Pour le système de combat, rien à signaler, si ce n’est que Tormented Souls semble plus proche des mécaniques d’un Silent Hill que d’un Resident Evil, puisqu'il faudra autant tirer que se servir d’armes au corps-à-corps. Bien souvent, on met à terre l’ennemi (au design assez douteux et peu inspiré au passage) en lui tirant dans le buffet avec un pistolet à clou, pour le finir au pied-de-biche. Certes, c'est rigide, mais le résultat se marie bien avec le concept même du jeu. À voir néanmoins ce que ça donnera dans la durée, car les quelques séquences d’action n’ont pas brillé par leur précision.

 

photoVery Alone in the Dark

 

Alone in a silent residence

Impossible de ne pas s'attarder sur les inspirations. Tormented Souls adopte un système de caméras fixes comme Resident Evil, avec néanmoins une mise en scène plus dynamique, qui suit le personnage avec des travelings, comme dans un Silent Hill ou certains Resident Evil à partir de Code Veronica. On évolue alors entre ces deux concepts pour un résultat plus que satisfaisant, les développeurs ayant su jouer avec les angles de caméra pour réussir à parfois nous surprendre.

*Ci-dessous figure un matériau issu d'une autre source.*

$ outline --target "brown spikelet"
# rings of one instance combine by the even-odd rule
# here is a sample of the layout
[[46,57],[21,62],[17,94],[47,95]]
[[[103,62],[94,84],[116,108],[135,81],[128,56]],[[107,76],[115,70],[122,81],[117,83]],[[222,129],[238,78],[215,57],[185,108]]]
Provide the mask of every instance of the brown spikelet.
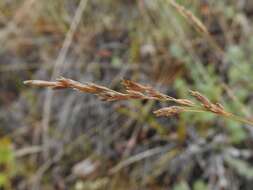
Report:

Sans surprise, le jeu est un hommage au genre. À tel point qu'il propose même un univers alternatif cauchemardesque à la manière de Silent Hill, atteignable en passant au travers de miroir - comme The Evil Within oui. Et si la démo n'offre qu’une très (trop) brève occasion de le découvrir, on a pu voir que des énigmes à résoudre demanderont des interactions dans l’un et l’autre des mondes, voilà qui promet. 

 

photoAmbiance bougies et murs qui suintent

 

Les décors eux-mêmes sont habités par la révérence à l’âge d’or du survival horror, avec une 2D précalculée du plus bel effet. D’autres détails, comme l’inventaire, le principe de la gestion des ressources, ou même les salles de sauvegardes, sont de la partie. Les développeurs semblent savoir où ils vont et comment, et le plus beau, c’est que ça tient la route. On n'a jamais l'impression de jouer à une mauvaise copie d'un jeu culte, mais bien à une nouvelle aventure du nom de Tormented Souls.

 

photoUn coup de magnéto et ça repart

 

ATTENTE CONFIRMÉE

Bel hommage aux mastodontes d’antan, Tormented Souls n’en garde pas moins sa propre identité, qui devra être confirmée sur la durée après cette démo. Il y a encore des doutes sur le scénario et la technique, avec pas mal de points bancals - notamment les modèles de personnages vieillots qui, par exemple, ne prennent même pas la peine d’ouvrir la bouche quand ils parlent.

Mais pour les fans de survival horror, le titre de Dual Effect Games s’annonce comme une véritable petite pâtisserie de grand-mère, qui pourrait se révéler plus savoureuse que nos gâteaux industriels d’aujourd’hui. Affaire à suivre donc.

Tormented Souls sortira courant 2021 sur PlayStation 5, Xbox Series, Nintendo Switch et Windows.